Bashford Manor Stable
- Type: Horse breeding Farm & Thoroughbred Racing Stable
- Industry: Thoroughbred Horse racing
- Founded: 1887
- Defunct: 1922
- Headquarters: 2040 Bashford Manor Lane Louisville, Kentucky
- Key people: George James Long, owner

= Bashford Manor Stable =

American horse racing and breeding operation

Bashford Manor Stable was an American Thoroughbred racing and breeding operation in Louisville, Kentucky owned by George James Long.
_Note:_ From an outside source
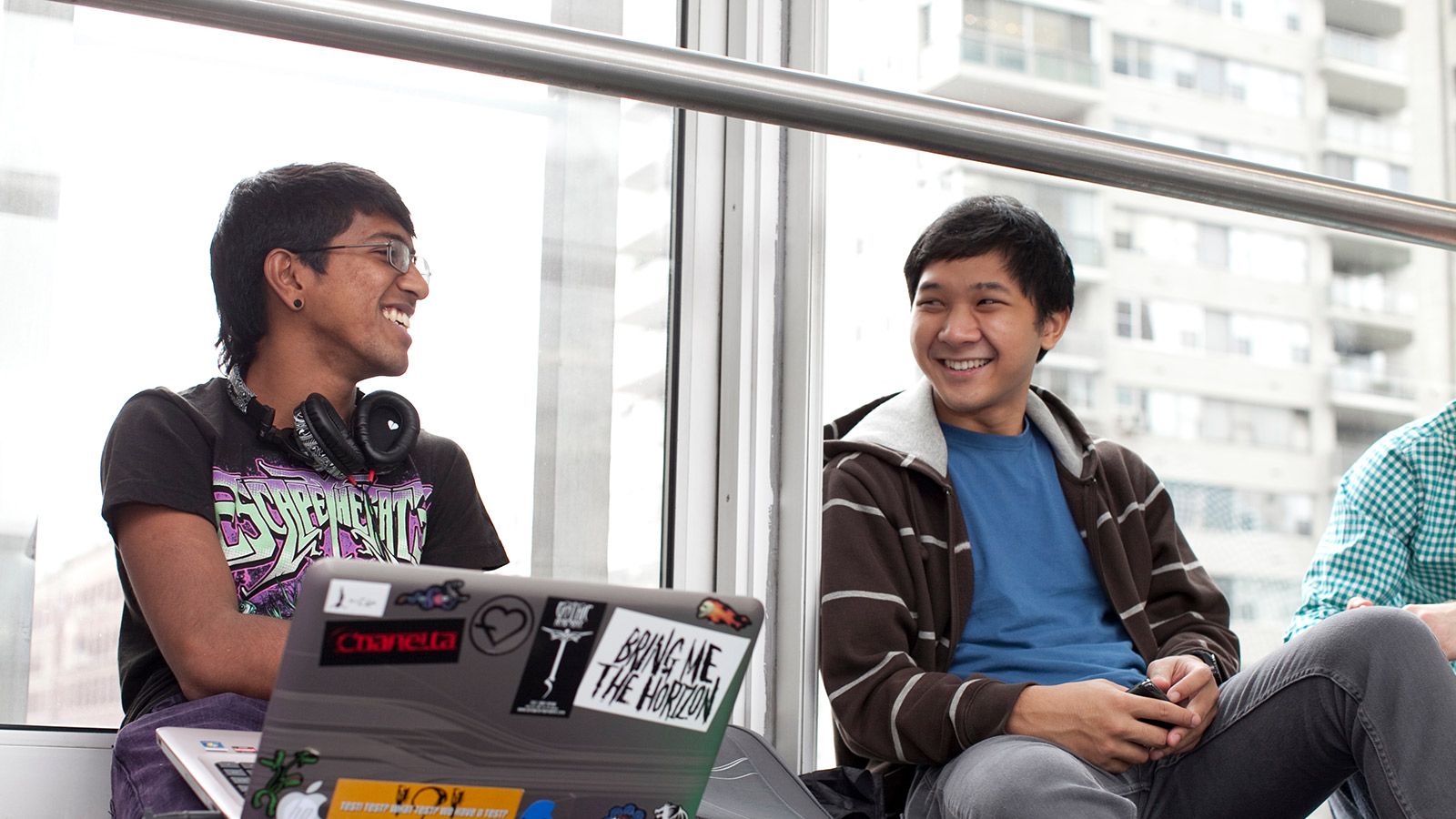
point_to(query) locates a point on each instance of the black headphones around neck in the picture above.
(386, 428)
In 1874 James Bennett Wilder built a home on farm acreage he called Bashford Manor. In 1887 George Long purchased Bashford Manor and developed it into a leading Thoroughbred horse farm which bred three Kentucky Derby winners. To stock his new breeding operation. George Long acquired horses from the Erdenheim Stud of Norman W. Kittson. Following the May 1888 death of Norman W. Kittson, in November his estate auctioned the bloodstock and Long purchased the sire Alarm and two of his broodmare daughters, Luminous and Albia. The then nineteen-year-old Alarm had notably been the sire of Himyar and Panique. Alarm died at Bashford Manor in 1895 and was buried in the farm's equine cemetery.

The stable bred and raced Azra who won the 1892 Derby and Sir Huon who won it in 1906. Under Long's name, he raced homebred Hindus who won the 1900 Preakness Stakes. As well, George Long bred Manuel who won the 1899 Derby for Alfred & Dave Morris.

The Thoroughbred operation continued until 1922 when the bloodstock was sold. The home remained in Long's family until being sold in 1951. The property was annexed by the City of Louisville in 1953. The barns were torn down in 1970 and the house in 1973. The Bashford Manor area of Louisville was developed into residential homes and a shopping mall.

Churchill Downs in Louisville honors the racing and breeding stable with the annual running of the Bashford Manor Stakes.